Bu çerçevede NATO, “INF’siz bir dünyaya” hazırlanmaya başladı.
Tedbirlerin “ölçülü ve savunma odaklı” olacağını kaydeden NATO, ittifakın Avrupa’da karadan fırlatılan yeni nükleer füzeler konuşlandırma niyetinde olmadığını açıkladı.
İttifak, savunma ve caydırıcılık gücünü muhafazası gerektiğine işaret ederek, tatbikatlar, istihbarat, nezaret ve keşif kabiliyetlerinin geliştirmesini içeren birtakım önlemler aldığını duyurdu.
UZAYI YENİ HAREKAT ALANI İLAN ETTİ
NATO’nun yeni sınamalar karşısında kendini uyarlama süreci çerçevesinde kıymetli bir öbür adımı ise uzayı, kara, hava, deniz ve siber’in yanı sıra yeni harekat alanı olarak kabul edilmesi oldu.
Rusya, Çin ve Hindistan üzere ülkelerin uzayda uydu sistemlerini geliştirmeye başladığı bir periyotta uzayı gündemine alan NATO, bu adımla müttefikler ortasında müşterek çalışma kabiliyetlerini geliştirmeyi amaçlıyor.
Uydu satın almayı planlamayan ve yeni kararın külliyen ittifakın “ruhuna uygun biçimde savunma odaklı” olduğuna vurgu yapan NATO, tıpkı vakitte uzayı “silahlandırmayacağının” da altını çizdi.

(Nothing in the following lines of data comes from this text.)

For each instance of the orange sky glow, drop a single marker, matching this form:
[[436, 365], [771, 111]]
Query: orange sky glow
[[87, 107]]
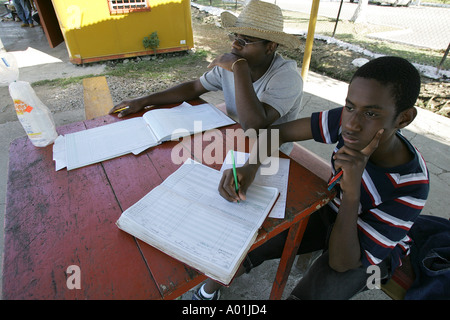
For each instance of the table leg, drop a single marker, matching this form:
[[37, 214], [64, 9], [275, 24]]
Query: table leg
[[293, 241]]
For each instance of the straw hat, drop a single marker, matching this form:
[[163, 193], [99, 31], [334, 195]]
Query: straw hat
[[260, 20]]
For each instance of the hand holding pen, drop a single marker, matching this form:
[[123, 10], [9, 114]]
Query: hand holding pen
[[335, 179]]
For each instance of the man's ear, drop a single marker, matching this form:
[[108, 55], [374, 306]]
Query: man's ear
[[406, 117]]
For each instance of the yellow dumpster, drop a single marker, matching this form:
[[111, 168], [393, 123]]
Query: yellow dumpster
[[97, 30]]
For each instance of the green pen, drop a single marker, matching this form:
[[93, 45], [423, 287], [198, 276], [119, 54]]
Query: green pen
[[234, 173]]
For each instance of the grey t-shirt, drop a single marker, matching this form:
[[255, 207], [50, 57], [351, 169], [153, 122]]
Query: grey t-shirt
[[280, 87]]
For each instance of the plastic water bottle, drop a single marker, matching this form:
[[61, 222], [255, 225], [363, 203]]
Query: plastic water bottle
[[9, 70], [34, 116]]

NATO, 2020-2034 periyodu için müttefikler ortasında uydu kullanımını aktifleştirmek ve kolaylaştırmak ismine 1 milyar avroluk yatırım yapmayı öngörüyor.
ÇİN’İ RADARINA ALDI
Geleneksel olarak her iki yılda bir tepe düzenleyen NATO, 70’inci yılını kutlamak için bu yıl da ittifaka birinci konut sahipliği yapan Londra’da bir önderler toplantısı gerçekleştirdi.
Toplantıya, önderlerin açıklamaları ile terörle çaba ve yeni sınamalar damga vurdu.
NATO, toplantının akabinde yayımladığı Londra Deklarasyonu’nda birinci kere Çin’i radarına aldı.
Deklarasyon’da, birinci sefer Çin’in yükselen gücüne değinilerek, “Çin’in artan nüfuzu ve memleketler arası siyasetlerinin ortaya çıkardığı fırsat ve sınamaları ittifak olarak birlikte ele almalıyız.” vurgusuna yer verildi.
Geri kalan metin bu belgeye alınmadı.